Neither as bracingly rude as the Sex Pistols nor as persuasively political as the Clash, the Jam didn’t translate Stateside as quickly as its peers in Britain’s punk-rock origin story. Signed to major label Polydor from the start, these three youngsters from Woking, Surrey, were classicists rather than rebels, in love with the Who, the Kinks and Tamla Motown northern soul. When their first releases arrived, Paul Weller, Bruce Foxton and Rick Buckler cloaked their love in punk rock’s loud, fast rules. 1977 boxes together remastered versions of their first two albums, In The City and This Is The Modern World, plus a brief disc of demos for the first album, one of Peel sessions and a London live set, and a DVD of TV appearances. The titular year was a rushed-yet-fertile period for the band, and it hinted at the greater work that would follow.
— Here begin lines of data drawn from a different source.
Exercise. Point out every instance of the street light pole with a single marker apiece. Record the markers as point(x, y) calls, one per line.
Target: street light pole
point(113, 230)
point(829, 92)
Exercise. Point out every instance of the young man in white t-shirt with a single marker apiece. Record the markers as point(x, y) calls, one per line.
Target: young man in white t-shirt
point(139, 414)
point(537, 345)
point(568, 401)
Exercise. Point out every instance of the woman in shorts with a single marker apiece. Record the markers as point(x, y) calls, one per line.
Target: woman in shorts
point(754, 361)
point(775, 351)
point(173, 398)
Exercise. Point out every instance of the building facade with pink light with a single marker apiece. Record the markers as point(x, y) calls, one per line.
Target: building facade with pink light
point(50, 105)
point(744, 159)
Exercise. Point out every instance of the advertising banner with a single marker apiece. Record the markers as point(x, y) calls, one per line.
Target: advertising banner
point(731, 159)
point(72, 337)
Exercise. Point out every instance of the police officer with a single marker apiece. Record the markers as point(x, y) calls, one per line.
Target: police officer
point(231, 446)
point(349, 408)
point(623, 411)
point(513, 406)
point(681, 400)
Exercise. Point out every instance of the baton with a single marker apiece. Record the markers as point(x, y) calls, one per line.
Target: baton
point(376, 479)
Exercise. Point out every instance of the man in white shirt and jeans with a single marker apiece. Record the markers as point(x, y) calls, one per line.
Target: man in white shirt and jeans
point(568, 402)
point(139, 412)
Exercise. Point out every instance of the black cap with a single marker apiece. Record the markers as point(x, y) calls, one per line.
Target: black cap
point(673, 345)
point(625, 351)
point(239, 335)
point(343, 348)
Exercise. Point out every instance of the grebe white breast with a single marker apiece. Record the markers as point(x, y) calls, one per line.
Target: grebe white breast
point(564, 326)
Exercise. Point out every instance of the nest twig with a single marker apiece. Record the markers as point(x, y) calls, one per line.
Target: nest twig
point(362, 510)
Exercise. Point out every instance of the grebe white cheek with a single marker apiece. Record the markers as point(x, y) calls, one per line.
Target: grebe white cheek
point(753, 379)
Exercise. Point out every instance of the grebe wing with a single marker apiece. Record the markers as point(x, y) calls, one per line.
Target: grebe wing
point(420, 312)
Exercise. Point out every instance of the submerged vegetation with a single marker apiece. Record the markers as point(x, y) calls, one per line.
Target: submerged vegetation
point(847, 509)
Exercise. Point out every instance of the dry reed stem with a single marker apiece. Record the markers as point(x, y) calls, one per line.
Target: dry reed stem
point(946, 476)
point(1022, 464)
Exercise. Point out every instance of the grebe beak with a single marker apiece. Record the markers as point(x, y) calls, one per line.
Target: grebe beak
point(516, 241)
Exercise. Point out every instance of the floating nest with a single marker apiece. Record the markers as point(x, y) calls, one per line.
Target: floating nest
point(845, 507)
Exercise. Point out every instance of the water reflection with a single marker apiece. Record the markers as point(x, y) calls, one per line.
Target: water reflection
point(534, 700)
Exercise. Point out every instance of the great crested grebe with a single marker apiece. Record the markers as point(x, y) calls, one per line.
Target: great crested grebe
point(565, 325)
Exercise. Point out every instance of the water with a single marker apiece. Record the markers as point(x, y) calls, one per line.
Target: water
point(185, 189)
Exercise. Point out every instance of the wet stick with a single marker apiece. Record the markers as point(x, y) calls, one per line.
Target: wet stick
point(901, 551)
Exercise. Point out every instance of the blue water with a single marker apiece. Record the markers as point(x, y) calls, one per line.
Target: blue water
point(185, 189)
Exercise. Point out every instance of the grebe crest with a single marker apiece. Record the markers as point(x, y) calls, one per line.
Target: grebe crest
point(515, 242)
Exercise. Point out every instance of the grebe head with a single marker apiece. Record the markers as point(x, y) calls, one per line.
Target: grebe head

Weller was just 18 when the band recorded In The City (Foxton and Buckler were a couple of years older), but he was already a sharp songwriter and a dynamite guitarist on his beloved Rickenbacker, schooled in the Mods and the early Beatles. The demos from that February, with their trebly sound that minimizes Foxton’s bass, sound more ’60s than the Chris Parry-produced album, which came out in May. (Mod-rock fans, check the “I’ve Changed My Address” and “Takin’ My Love” demos.) In The City itself is a period classic, with indelible songs such as the title track, “Art School” and “Away From The Numbers.” But it also has some forgivable filler, such as the Who-inspired cover of the Batman theme song and Motown homage “Non-Stop Dancing.”
The dust had barely settled after In The City when the Jam released the great “All Around The World” backed with the Foxton-penned “Carnaby Street,” but getting an album’s worth of new material quickly resulted in too much, too soon for a band that would later prove to be adept at quality control. November’s This Is The Modern World contained several lasting highlights, including the title track, the 1984-inspired “Standards” and the nuanced “I Need You (For Someone).” But Weller seemed to be grasping for material with “The Combine” (based on One Flew Over The Cuckoo’s Nest) and a cover of “In The Midnight Hour” (although that song sounds great in the September live set), and the two Foxton compositions can’t compete with Weller’s best. But not many can, as would soon be confirmed when Jam albums began coming out annually, starting the following November with the unimpeachable All Mod Cons. That’s entertainment.